The Germany Finance Ministry subsequently said there had been no decision to abandon its balanced budget policy. But the reports highlight the growing opportunity for investors provided by the trend toward governments considering bolder measures to help the environment. For example, there is an ongoing debate in Germany over whether to eliminate preferential VAT tax rates for meat, in part because of the significant contribution the livestock sector makes to the production of greenhouse gases globally.
We believe that a combination of government action and a shift in consumer behavior will boost returns for various investments:
- Mounting financial headwinds for firms with high carbon emissions increase the financial opportunity for renewable energy producers.
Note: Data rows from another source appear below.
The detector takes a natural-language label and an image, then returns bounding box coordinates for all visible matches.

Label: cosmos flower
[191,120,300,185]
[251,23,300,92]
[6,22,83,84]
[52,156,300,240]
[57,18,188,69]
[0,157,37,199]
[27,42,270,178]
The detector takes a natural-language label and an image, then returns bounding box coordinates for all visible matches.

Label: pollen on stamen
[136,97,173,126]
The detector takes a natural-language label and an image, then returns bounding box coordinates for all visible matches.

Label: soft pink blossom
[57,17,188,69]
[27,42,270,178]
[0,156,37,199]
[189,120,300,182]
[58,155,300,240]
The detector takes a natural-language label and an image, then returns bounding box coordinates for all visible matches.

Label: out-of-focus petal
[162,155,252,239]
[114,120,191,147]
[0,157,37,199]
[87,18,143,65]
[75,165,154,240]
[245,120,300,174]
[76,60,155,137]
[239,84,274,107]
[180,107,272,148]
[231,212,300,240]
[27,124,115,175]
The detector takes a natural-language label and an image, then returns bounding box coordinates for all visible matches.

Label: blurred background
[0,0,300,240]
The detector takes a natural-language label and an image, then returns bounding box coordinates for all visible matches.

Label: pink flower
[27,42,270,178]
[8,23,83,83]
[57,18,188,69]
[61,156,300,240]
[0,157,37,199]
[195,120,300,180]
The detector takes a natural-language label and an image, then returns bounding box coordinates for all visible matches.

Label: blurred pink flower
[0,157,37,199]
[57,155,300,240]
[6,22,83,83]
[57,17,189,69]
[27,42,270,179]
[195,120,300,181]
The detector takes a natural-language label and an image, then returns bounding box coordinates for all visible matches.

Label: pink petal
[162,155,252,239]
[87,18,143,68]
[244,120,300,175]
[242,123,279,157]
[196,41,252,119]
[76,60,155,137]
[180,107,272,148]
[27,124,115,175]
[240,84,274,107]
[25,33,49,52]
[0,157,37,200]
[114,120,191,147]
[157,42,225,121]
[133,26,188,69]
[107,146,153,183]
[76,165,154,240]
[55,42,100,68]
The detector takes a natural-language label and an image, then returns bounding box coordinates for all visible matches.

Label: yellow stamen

The price of European Union carbon permits recently hit a record high of EUR 29.76, 260% higher than at the start of 2018. Meanwhile, between 2009 and 2017, prices of solar panels and wind turbines fell 76% and 34% respectively, making them competitive with, or cheaper than, fossil fuels in most major markets.
- The range of options for environmentally conscious investors has been increasing. Reports this week suggest that Germany's Ministry of Finance is considering funding its upcoming climate drive with green bonds, fixed-income instruments that devote their proceeds to environmental projects. Issuance of bonds used to finance clean energy projects has already reached a record USD 85bn so far this year. Green bonds as an asset class have grown from nonexistent to a USD 600bn market in just over a decade, and the issuance of higher yielding green bonds from emerging markets has also been rising. Liquidity has been improving as well. Over half of the emerging markets' green bond issuance last year was benchmark-sized, at USD 500m or more.
- Disruptive tech and new ideas are shaking up the global food and agricultural sector, presenting investors with an opportunity to reshape the farming, shipping, and consumption of food. We expect food innovation to become a USD 700bn market by 2030—a fivefold jump from today. Read more in the CIO report "The food revolution: The future of food and the challenges we face."
So we believe clean energy offers potential for long-term investors. For more details, see our long-term themes on renewable energy and energy efficiency. Green bonds, meanwhile, are becoming an established asset class and have so far been offering comparable returns to conventional bonds, while allowing investors to align their portfolios with their ethical values.